Boris Sidis, Ph.D., M.D.

Boston: R. Badger, 1914

 

CHAPTER II

THE HYPNOIDAL TWILIGHT STATE

        BY the method of hypnoidization we produce a peculiar state which, for the lack of a better term, I designate as "hypnoidal," a twilight state. What is the hypnoidal state? The hypnoidal state is essentially a borderland state. The subject is apparently awake and seems to be in full possession of all his powers, and still he is more closely in touch with the dissociated experiences than he is otherwise in the full waking state. Perhaps the subwaking state would possibly be an apt term for the hypnoidal condition. The subject seems to hover between the conscious and the subconscious, somewhat in the same way as in the half-drowsy condition we hover between wakefulness and sleep.

      The hypnoidal state is not a stable condition, it keeps on fluctuating from moment to moment; now falling more deeply into a subconscious condition in which outlived experiences are easily aroused, or again rising to the level of waking states. In such conditions the patient often tells you "something has come . . . , but it is gone." The hypnoidal state has changed, it has become lighter, and the dissociated moments have become again submerged. There is a constant struggle going on in the hunting out of the stray dissociated systems.

      The state brought about by hypnoidization is essentially a transient, evanescent, mental disaggregation of the personal consciousness from the reflex subconsciousness. The hypnoidal state borders closely on light hypnosis; and still it is not exactly a hypnotic state and may be regarded as an intermediate state. In a series of experiments on the nature of sleep of lower animals as well as of infants and adults, the facts tend to indicate that the hypnoidal state is intermediary between hypnosis and sleep on the one hand and the waking state on the other.

      The hypnoidal state hypnosis.

      The close relationship of the hypnoidal state and of hypnosis is sometimes forcibly brought to the attention of the experimenter. Some patients while in the hypnoidal state are observed to become unusually quiet, less talkative, become relaxed, and after a time a distinctly cataleptic condition of the extremities may be observed. The patient has apparently passed into hypnosis. In most of the cases the hypnosis is of brief duration, while in a few cases the hypnosis may become lasting and deep. On the other hand, in many cases the subject falls into a sleeping state without as much as touching on hypnosis.
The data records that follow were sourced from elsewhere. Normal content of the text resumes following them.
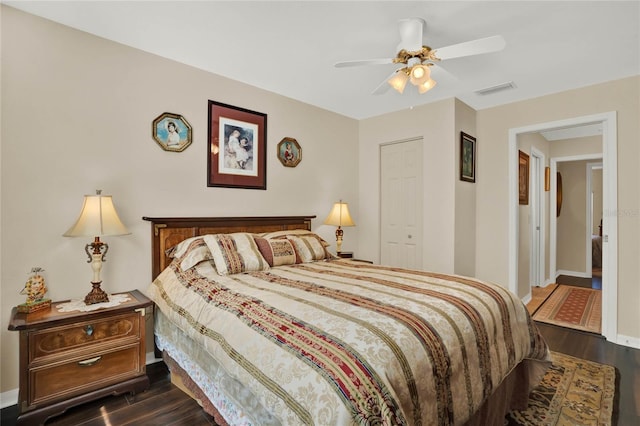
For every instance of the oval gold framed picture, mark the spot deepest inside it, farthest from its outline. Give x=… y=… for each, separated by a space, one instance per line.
x=289 y=152
x=172 y=132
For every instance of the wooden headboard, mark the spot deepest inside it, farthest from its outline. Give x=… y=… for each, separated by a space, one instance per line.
x=166 y=232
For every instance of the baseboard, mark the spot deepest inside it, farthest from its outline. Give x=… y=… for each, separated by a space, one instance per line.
x=632 y=342
x=10 y=397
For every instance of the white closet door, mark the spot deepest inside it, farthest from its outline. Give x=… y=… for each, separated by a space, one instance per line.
x=401 y=204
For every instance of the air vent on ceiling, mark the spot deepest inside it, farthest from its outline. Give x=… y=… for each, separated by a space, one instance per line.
x=497 y=88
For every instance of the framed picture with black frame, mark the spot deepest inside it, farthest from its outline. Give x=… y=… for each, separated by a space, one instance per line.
x=237 y=145
x=467 y=157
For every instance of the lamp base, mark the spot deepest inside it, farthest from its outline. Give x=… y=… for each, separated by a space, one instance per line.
x=96 y=295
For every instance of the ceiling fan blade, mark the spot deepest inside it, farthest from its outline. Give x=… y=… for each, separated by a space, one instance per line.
x=363 y=62
x=411 y=34
x=474 y=47
x=384 y=86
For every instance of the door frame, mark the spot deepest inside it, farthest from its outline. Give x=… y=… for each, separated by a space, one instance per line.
x=608 y=120
x=588 y=252
x=553 y=222
x=537 y=203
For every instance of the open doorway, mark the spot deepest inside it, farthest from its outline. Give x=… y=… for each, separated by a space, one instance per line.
x=609 y=172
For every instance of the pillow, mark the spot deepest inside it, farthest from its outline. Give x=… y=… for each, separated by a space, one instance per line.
x=277 y=252
x=310 y=247
x=190 y=252
x=235 y=253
      The hypnoidal state is an intermediary state, intermediate between the waking state, sleep and hypnosis. ‘Subwaking’ may possibly be an appropriate descriptive term of the character of the hypnoidal state. The subwaking, hypnoidal state, like sleep and hypnosis, may be of various depth and duration; it may range from the fully waking consciousness, and again may closely approach and even merge into sleep or hypnosis. The same patient may at various times reach different levels, and hence subconscious experiences which are inaccessible at one time may become revealed at some subsequent time, when the patient happens to go into a deeper level of the hypnoidal state.

      On account of the instability of the hypnoidal state and because of the continuous fluctuation and variation of the depth of its level, the subconscious dissociated experiences come up in bits and scraps and often may lack the sense of familiarity and recognition. The patient often loses the train of subconscious associations; there is a constant struggle to maintain this highly unstable hypnoidal state, and one has again and again to return to the same subconscious train started into activity for a brief interval of time. One must pick his way among streams of disturbing associations before the dissociated subconscious experiences can be synthetized into a whole, reproducing representatively the original experience that has given rise to the whole train of symptoms.
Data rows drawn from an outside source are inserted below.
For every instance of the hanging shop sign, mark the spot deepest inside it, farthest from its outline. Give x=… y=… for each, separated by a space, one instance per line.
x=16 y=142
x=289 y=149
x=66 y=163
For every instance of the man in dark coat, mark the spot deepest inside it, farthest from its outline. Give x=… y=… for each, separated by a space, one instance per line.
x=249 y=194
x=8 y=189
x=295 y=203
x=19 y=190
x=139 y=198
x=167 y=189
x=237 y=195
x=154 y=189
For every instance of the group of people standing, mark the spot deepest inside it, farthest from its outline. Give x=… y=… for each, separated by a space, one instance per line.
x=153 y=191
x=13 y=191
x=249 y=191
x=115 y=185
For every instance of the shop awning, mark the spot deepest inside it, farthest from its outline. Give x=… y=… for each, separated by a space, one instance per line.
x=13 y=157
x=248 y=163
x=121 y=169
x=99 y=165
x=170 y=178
      The hypnoidal state may sometimes reproduce the original experience which, at first struggling up in a broken, distorted form and finally becoming synthetized, gives rise to a full attack. The symptoms of the malady turn out to be portions, bits and chips of past experiences which have become dissociated, subconscious, giving rise to a disaggregated subconsciousness. The method of hypnoidization and the hypnoidal states induced by it enable us to trace the history and etiology of the symptoms and also to effect a synthesis and a cure.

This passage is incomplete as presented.